Die südafrikanische Regierungspartei Afrikanischer Nationalkongress (ANC) hat am Dienstag Jacob Zuma zu ihrem neuen Vorsitzenden gewählt. Der ebenso populäre wie umstrittene Politiker hat damit gute Chancen, in zwei Jahren Thabo Mbeki im Präsidentenamt abzulösen. Aber auch in Bad Boll hatte Jacob Zuma schon sein Publikum. Zweimal war er im Laufe seiner politischen Karriere in der Evangelischen Akademie zu Gast.
Bereits im Dezember 1991 nahm Zuma als stellvertretender ANC-Generalsekretär an einer Akademie-Konferenz über Perspektiven für eine Postapartheid-Gesellschaft in Südafrika teil. Aufsehen hatte der Besuch bewirkt, weil Zuma zusammen mit dem Vorsitzenden der Inkatha Freedom Party, Frank Mdlalose nach Bad Boll gekommen war. ANC und Inkatha hatten damals gerade erst ein Friedensabkommen geschlossen und damit die Voraussetzungen für ein Ende der bürgerkriegsähnlichen Auseinandersetzungen zwischen den Anhängern der beiden Organisationen geschaffen.
Zuma sagte damals in Bad Boll, es reiche nicht »den Frieden in schönen Reden zu beschwören«. Um der »Kultur der Gewalt« ein Ende zu bereiten müsse mit der Lösung der sozialen Probleme begonnen werden. Dafür erbat er sich in der Akademie auch die Unterstützung der deutschen Wirtschaft.
Auch bei seinem zweiten Bad Boll Besuch im Oktober 1994 reiste Zuma in Begleitung eines Inkatha-Politikers. Inzwischen war das Apartheid-Regime überwunden und Zuma Wirtschaftsminister in der südafrikanischen Provinz KwaZulu-Natal geworden. Zusammen mit seinem Ministerkollegen Johnny Mhlungu appellierte er abermals an Wirtschaft und Politik in Deutschland, den Wiederaufbau-Prozess in Südafrika durch Investitionen, Schaffung von Arbeitsplätzen und Hilfen bei Qualifizierungsmaßnahmen zu unterstützen. »Die Apartheid hat uns ein schweres Erbe hinterlassen,« sagte Zuma damals auf einer Pressekonferenz in Bad Boll. »Nur die Beseitigung von Arbeitslosigkeit und Armut gibt uns eine Chance, die Gewalt zu stoppen, und dafür brauchen wir Unterstützung.«
Der damalige baden-württembergische Innenminister Frieder Birzele reagierte auf der Akademie-Veranstaltung reserviert auf die Invesitionserwartungen aus Südafrika. Das Land stecke in der tiefsten Rezession seit dem Ende des zweiten Weltkriegs. Lediglich die Handelsentwicklung mit Südafrika wollte Birzele mit zurückhaltender Zuversicht bewerten.

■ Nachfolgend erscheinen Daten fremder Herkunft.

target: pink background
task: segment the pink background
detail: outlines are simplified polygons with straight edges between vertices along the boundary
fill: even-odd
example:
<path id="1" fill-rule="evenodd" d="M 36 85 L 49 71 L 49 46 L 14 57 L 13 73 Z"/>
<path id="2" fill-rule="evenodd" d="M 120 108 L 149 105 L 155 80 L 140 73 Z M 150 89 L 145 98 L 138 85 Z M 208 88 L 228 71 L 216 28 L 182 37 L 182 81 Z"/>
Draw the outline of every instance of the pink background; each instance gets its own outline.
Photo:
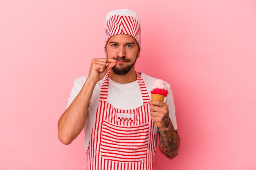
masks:
<path id="1" fill-rule="evenodd" d="M 85 169 L 83 133 L 64 145 L 57 124 L 122 8 L 141 21 L 137 71 L 175 98 L 179 153 L 157 149 L 155 170 L 256 169 L 253 0 L 0 0 L 0 169 Z"/>

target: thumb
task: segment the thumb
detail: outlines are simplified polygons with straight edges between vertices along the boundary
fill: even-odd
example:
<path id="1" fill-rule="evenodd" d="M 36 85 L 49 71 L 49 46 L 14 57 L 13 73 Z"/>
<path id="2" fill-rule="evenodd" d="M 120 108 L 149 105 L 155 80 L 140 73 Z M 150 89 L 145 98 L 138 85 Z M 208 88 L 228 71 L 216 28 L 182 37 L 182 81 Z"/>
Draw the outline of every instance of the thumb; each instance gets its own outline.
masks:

Dass Zuma sich für Armutsbekämpfung und Sozialpolitik stark macht, hat ihm in den letzten Jahren viele Sympathien in südafrikanischen Bevölkerung und besonders bei den einflussreichen Gewerkschaften gebracht. Mutmaßliche Verwicklungen in einen Korruptionsfall, ein Vergewaltigungsprozess und absonderliche Vorstellungen zum Thema AIDS haben seiner Popularität dabei offenbar keinen Abbruch getan. Verunsicherung ist dagegen bei ausländischen Investoren entstanden, die eine Abkehr von der liberalen Wirtschaftspolitik des amtierenden Staatschefs Mbeki befürchten. Für die Annahme, dass sich Zuma der Kooperation mit ausländischen Unternehmen verschließen würde, haben aber zumindest seine Besuche in Bad Boll keinen Anlass gegeben.